There’s nothing wrong with “having” or “doing” per se. It’s the frame of mind it comes from what matters. We all own things, but we might see this possessing fro ma different angle. Some people will freak out if they lose their phone will others see the phone only as a tool and will just get another one when can – their life has bigger problems to solve than to worry about such petty things. 

The second level is “doing.” People in this paradigm of mind think they have to always “do” something in order to live up to their mind-projected higher self. They can’t be enough just being themselves; they always need to compensate. They always pursue, and they always need more and more – more money, more of this, a better car, a bigger house. These are e.g., the workaholics and self-help junkies.

Again, nothing wrong with working hard and hustling. We should hustle. The difference comes from the fact whether your self-worth is based on this “hustling.” Do you still feel perfectly at ease and enough if you stop doing everything? Will you be a different person than before? Let’s say you lose your job; you stop reading books, you don’t go to the gym anymore – would your self worth be affected? It really shouldn’t. You’re still the same person as you were before.

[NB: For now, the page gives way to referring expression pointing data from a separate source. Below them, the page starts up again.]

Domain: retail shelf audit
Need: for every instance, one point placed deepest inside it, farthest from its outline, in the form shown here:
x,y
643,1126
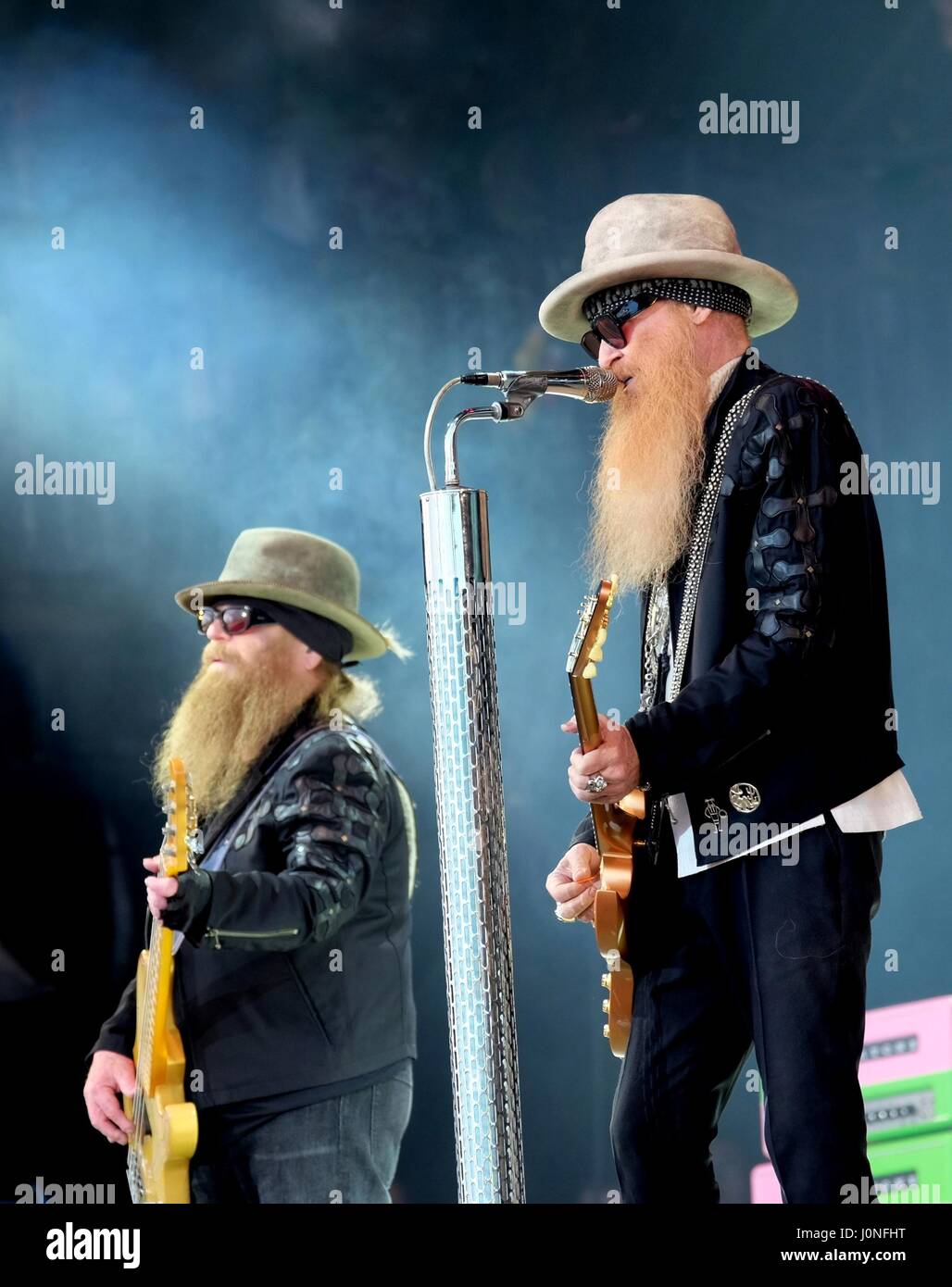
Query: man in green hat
x,y
293,946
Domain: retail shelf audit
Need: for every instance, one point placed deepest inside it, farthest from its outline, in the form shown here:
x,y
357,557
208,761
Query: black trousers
x,y
763,953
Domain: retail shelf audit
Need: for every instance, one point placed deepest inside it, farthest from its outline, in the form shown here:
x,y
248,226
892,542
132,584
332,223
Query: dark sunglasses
x,y
235,618
608,326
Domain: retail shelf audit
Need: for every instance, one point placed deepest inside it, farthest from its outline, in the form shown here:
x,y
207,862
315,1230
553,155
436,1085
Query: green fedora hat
x,y
298,569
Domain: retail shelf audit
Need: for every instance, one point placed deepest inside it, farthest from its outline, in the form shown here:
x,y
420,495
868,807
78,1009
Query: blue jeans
x,y
341,1149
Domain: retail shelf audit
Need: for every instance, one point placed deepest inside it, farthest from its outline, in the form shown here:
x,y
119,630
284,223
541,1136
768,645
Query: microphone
x,y
589,383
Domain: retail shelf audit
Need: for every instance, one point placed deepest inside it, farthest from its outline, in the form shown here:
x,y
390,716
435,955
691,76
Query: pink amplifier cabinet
x,y
902,1042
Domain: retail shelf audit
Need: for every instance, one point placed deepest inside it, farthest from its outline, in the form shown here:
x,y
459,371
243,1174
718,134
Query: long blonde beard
x,y
650,461
228,717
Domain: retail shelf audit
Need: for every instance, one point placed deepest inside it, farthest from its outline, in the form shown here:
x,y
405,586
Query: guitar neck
x,y
585,712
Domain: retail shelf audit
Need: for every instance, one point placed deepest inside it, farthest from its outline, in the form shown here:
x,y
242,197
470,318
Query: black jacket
x,y
294,970
789,689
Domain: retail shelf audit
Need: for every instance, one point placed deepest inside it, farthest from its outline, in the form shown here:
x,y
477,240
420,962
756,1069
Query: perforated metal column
x,y
473,873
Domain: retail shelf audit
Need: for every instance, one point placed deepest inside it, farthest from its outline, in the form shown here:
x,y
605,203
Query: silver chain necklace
x,y
658,624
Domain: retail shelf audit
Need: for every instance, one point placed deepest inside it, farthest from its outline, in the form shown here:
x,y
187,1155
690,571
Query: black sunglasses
x,y
235,618
608,326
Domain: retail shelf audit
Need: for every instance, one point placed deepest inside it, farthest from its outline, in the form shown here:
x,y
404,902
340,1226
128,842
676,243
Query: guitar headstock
x,y
585,649
179,810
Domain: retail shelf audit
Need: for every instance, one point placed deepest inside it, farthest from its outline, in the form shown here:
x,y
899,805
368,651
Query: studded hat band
x,y
686,290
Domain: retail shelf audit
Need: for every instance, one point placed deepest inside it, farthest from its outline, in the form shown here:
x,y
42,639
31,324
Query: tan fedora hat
x,y
665,234
298,569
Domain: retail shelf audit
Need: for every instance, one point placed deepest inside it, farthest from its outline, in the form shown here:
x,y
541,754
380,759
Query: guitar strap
x,y
658,627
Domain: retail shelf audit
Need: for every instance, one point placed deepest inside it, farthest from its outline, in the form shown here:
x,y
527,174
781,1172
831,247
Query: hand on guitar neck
x,y
574,883
617,759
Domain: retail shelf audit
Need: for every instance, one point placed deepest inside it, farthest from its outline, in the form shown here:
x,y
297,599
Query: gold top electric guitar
x,y
619,828
165,1126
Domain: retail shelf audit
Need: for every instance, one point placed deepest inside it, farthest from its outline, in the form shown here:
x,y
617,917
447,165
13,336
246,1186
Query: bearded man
x,y
718,500
293,947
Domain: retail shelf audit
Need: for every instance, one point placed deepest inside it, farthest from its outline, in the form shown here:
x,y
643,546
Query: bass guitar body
x,y
165,1125
619,829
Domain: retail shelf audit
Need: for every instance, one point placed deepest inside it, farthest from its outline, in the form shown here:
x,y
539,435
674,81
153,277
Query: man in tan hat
x,y
293,976
766,733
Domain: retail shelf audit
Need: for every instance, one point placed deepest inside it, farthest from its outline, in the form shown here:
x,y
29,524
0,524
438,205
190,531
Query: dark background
x,y
314,359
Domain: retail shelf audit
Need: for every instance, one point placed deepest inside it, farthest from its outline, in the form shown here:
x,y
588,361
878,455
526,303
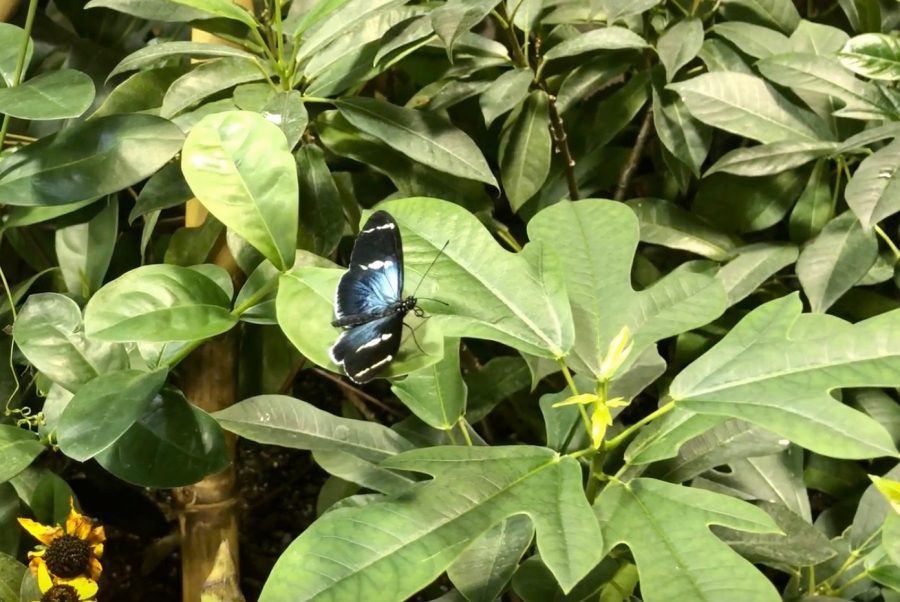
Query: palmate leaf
x,y
666,527
388,550
599,239
777,367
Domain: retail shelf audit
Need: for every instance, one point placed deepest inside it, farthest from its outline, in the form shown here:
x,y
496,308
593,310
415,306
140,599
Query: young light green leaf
x,y
754,265
777,367
873,192
159,303
605,38
88,160
474,488
601,237
289,422
835,260
748,106
104,409
679,44
239,166
49,333
767,159
421,136
61,94
525,149
436,394
666,527
872,55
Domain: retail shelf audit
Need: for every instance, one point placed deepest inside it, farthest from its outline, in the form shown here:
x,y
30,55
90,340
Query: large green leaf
x,y
49,333
388,550
239,166
290,422
776,368
19,448
873,192
835,260
599,239
748,106
422,136
436,394
104,409
60,94
666,527
159,303
525,149
88,160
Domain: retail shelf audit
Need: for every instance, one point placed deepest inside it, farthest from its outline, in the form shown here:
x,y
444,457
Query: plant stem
x,y
20,62
624,435
635,157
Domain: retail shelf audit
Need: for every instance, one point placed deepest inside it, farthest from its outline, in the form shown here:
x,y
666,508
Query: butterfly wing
x,y
374,282
365,349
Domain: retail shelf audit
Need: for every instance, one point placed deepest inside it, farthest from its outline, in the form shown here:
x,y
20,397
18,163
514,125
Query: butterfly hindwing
x,y
366,349
374,281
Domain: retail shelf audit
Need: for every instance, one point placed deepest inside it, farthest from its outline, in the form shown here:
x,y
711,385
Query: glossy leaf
x,y
835,260
774,369
159,303
666,527
61,94
104,409
49,333
239,166
88,160
472,490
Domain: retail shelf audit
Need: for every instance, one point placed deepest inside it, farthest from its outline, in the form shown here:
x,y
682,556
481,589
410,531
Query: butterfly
x,y
368,302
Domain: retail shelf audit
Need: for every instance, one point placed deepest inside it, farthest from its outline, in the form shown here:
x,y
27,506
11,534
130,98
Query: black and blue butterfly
x,y
369,302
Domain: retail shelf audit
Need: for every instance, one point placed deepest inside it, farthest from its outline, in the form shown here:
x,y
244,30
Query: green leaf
x,y
19,448
321,215
85,250
872,55
289,422
679,44
665,223
601,237
88,160
754,265
436,394
748,106
484,568
239,166
835,260
174,444
776,368
206,79
104,409
49,333
504,93
60,94
768,159
422,136
666,527
223,8
473,489
873,193
159,303
525,149
605,38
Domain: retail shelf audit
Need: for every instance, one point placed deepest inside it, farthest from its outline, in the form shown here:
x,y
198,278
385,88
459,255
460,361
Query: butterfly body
x,y
369,302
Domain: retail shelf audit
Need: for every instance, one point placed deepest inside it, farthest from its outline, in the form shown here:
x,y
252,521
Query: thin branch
x,y
635,158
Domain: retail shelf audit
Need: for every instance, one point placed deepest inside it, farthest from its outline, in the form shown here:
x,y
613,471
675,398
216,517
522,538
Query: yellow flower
x,y
79,589
70,552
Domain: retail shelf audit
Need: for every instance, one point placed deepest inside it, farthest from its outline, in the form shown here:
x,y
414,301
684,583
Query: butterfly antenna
x,y
433,261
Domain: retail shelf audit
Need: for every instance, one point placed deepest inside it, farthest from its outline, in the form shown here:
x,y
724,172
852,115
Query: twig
x,y
634,159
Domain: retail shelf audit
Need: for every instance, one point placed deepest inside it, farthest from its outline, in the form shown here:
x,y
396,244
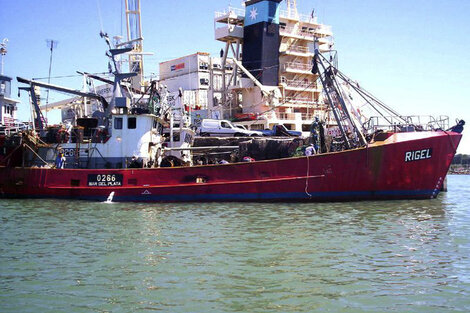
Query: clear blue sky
x,y
412,54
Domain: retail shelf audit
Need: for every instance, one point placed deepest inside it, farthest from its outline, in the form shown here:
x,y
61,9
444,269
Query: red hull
x,y
406,165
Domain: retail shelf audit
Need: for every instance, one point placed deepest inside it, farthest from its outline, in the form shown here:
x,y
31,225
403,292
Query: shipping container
x,y
198,62
191,81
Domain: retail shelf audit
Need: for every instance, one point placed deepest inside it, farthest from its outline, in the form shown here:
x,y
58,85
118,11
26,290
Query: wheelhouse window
x,y
131,123
118,123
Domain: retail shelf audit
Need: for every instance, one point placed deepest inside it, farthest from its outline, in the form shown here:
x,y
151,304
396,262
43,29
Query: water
x,y
402,256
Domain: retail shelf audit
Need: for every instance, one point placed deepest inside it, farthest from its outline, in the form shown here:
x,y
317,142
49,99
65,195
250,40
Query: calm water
x,y
402,256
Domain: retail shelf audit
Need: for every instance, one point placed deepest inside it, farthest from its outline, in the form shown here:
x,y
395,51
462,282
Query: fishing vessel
x,y
141,145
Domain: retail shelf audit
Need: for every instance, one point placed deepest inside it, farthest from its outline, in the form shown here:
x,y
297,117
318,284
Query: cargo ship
x,y
141,144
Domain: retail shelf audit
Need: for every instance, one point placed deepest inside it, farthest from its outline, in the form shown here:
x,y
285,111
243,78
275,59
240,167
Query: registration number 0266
x,y
104,180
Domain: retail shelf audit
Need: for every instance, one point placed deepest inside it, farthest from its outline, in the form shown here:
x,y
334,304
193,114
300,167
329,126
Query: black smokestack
x,y
261,40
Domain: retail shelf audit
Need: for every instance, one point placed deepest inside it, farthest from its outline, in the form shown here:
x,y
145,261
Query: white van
x,y
223,128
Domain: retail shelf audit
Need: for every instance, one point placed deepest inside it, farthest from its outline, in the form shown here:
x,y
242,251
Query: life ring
x,y
62,136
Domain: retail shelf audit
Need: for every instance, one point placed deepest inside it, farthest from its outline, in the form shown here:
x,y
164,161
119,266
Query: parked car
x,y
223,128
281,130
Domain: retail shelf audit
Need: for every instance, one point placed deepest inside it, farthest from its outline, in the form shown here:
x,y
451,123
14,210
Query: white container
x,y
198,62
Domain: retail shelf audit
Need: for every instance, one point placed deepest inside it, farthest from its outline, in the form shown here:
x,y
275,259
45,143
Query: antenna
x,y
3,51
51,44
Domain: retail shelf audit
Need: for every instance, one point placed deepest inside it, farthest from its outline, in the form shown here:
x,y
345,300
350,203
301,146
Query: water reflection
x,y
214,257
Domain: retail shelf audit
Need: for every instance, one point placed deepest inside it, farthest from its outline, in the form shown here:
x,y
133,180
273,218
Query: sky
x,y
411,54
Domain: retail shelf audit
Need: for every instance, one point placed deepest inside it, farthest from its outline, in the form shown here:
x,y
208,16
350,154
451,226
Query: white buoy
x,y
110,197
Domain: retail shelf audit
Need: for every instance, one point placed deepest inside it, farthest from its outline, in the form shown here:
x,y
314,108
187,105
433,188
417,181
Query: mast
x,y
134,38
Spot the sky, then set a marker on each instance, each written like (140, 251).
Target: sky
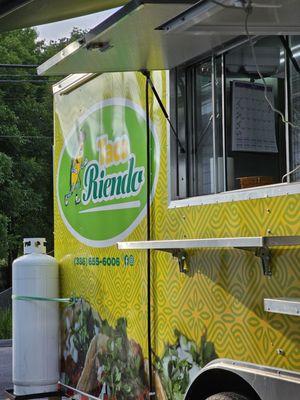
(62, 29)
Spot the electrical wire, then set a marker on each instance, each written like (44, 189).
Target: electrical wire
(248, 9)
(218, 3)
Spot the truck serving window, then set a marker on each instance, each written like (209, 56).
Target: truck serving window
(233, 138)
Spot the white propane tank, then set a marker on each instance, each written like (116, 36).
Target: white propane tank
(35, 323)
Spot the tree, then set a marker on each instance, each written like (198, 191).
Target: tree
(26, 132)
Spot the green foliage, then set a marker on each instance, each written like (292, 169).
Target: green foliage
(180, 361)
(26, 136)
(5, 323)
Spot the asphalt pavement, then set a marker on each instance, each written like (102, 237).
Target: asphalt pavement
(5, 370)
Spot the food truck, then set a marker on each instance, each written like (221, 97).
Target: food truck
(177, 202)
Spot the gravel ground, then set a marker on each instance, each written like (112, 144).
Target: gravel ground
(5, 369)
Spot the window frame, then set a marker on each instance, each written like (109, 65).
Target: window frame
(259, 192)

The highest state to operate is the “being.” This is when you know that your self worth is not affected by the things you have or by the things you do. You’re at ease with yourself no matter what happens externally. Besides, in many cases, we can’t control what happens around us. We can control our actions, but we often can’t control the outcomes. If you plan a picnic and then it rains the whole day heavily – has anything really changed?